Banner
what is amazon redshift and how does It work?

What Is Amazon Redshift and How Does It Work?

In this blog, let us know what Amazon Redshift is all about and also dive into its working mechanism in handling data efficiently, unlike traditional databases. Come on, let’s dive deep into the Amazon Redshift which plays a significant role in AWS Certified Data Engineer Associate Certification (DEA-C01)

Introduction to Amazon Redshift 

Amazon Redshift is a data warehousing service designed for storing petabytes of data used for reporting and analytics. Unlike the traditional databases and data lakes excel at storing data, to turn raw data into insights, you need a data warehouse. Stored data doesn’t reveal anything; you need to analyze that data to make informed choices. Cloud data warehouses act as a centralized repository for historical data and create a unified platform for analysis and decision-making.

Redshift is a fully managed AWS Service and is designed for Online Analytical Processing (OLAP) workloads. It’s perfect for analyzing large amounts of historical data using standard SQL and business intelligence tools. It can ingest structured and semi-structured data in multiple data formats. This uses SQL to analyze this data across data warehouses, operational databases, and data lakes.

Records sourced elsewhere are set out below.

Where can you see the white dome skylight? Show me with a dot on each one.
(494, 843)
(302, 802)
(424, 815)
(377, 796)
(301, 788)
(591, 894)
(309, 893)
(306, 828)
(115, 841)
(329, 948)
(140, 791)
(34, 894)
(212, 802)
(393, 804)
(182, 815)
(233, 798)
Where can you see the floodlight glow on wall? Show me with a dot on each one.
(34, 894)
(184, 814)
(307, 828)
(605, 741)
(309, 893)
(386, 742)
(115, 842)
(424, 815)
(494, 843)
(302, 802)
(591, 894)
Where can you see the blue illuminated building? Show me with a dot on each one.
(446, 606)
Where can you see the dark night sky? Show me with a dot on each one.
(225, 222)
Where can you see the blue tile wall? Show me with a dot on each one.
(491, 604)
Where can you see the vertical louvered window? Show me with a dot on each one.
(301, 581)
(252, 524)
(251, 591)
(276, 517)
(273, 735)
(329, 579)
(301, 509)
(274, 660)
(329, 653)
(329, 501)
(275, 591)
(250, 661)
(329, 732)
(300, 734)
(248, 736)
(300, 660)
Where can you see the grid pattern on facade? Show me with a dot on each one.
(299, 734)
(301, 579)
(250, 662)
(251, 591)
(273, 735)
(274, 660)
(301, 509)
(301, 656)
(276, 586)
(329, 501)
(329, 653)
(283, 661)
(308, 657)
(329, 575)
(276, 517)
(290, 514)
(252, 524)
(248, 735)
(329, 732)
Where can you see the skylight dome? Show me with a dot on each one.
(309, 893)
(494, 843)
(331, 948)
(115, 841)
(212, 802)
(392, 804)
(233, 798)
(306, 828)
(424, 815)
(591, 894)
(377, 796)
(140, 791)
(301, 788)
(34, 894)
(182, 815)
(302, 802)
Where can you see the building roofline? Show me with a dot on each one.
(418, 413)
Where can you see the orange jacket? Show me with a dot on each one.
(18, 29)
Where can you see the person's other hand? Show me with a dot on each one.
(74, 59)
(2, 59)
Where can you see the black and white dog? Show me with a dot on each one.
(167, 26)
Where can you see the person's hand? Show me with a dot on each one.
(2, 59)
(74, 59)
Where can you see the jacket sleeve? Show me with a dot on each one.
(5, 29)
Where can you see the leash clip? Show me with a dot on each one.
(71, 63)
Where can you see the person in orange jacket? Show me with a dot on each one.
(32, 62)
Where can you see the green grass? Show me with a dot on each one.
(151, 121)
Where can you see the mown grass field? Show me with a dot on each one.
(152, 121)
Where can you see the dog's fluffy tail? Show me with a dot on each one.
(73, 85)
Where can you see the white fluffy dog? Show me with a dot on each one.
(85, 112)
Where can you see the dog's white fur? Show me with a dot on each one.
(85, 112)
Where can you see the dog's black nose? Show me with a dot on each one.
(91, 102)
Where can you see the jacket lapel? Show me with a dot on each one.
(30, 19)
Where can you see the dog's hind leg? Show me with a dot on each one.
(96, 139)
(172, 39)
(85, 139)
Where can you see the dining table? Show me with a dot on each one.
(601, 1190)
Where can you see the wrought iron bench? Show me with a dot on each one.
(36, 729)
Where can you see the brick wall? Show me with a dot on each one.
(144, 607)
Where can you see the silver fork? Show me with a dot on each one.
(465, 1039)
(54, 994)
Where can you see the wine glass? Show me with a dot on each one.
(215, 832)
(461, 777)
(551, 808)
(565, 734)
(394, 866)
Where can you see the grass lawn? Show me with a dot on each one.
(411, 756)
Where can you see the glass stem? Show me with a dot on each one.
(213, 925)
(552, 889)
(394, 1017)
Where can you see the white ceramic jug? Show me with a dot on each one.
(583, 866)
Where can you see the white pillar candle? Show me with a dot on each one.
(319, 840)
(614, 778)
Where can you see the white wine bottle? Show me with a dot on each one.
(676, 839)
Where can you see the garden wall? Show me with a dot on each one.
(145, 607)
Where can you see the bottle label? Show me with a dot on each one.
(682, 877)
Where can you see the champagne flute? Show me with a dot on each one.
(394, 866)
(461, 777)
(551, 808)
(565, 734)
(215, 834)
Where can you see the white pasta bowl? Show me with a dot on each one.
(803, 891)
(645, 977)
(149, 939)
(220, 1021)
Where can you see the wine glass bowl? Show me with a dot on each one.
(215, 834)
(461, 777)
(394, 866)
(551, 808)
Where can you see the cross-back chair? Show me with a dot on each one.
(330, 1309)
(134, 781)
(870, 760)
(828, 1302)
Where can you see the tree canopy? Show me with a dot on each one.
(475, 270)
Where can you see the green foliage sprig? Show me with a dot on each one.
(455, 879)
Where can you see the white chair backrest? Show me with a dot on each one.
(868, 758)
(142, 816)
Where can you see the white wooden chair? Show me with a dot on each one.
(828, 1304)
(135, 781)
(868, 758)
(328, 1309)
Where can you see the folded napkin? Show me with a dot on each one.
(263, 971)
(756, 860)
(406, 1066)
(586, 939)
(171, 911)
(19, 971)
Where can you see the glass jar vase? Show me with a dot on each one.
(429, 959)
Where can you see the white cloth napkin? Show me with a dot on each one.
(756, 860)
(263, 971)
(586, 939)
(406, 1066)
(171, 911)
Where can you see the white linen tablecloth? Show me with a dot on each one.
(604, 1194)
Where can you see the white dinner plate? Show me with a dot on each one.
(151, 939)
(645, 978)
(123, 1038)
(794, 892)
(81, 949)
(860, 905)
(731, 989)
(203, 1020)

Amazon Redshift for Data Warehousing

Here are a few reasons for you to choose Amazon Redshift for warehousing. 

  • Enterprise scale big data analysis.
  • Supporting different file formats like CSV, TSV, Parquet, ORC, JSON, Avro, etc. 
  • Seamlessly integrates with AWS services, making infrastructure management simple. 
  • Supports data lakes and allows loading and unloading of data with simple steps
  • Improves performance and lowers cost through scaling features such as elastic resize and concurrency. 
  • It is suitable for different use cases, such as business intelligence and analytics, real-time data processing, and machine learning

Amazon Redshift Architecture and Components

Most components of Redshift’s architecture include clusters, leader nodes, compute nodes, and client applications. 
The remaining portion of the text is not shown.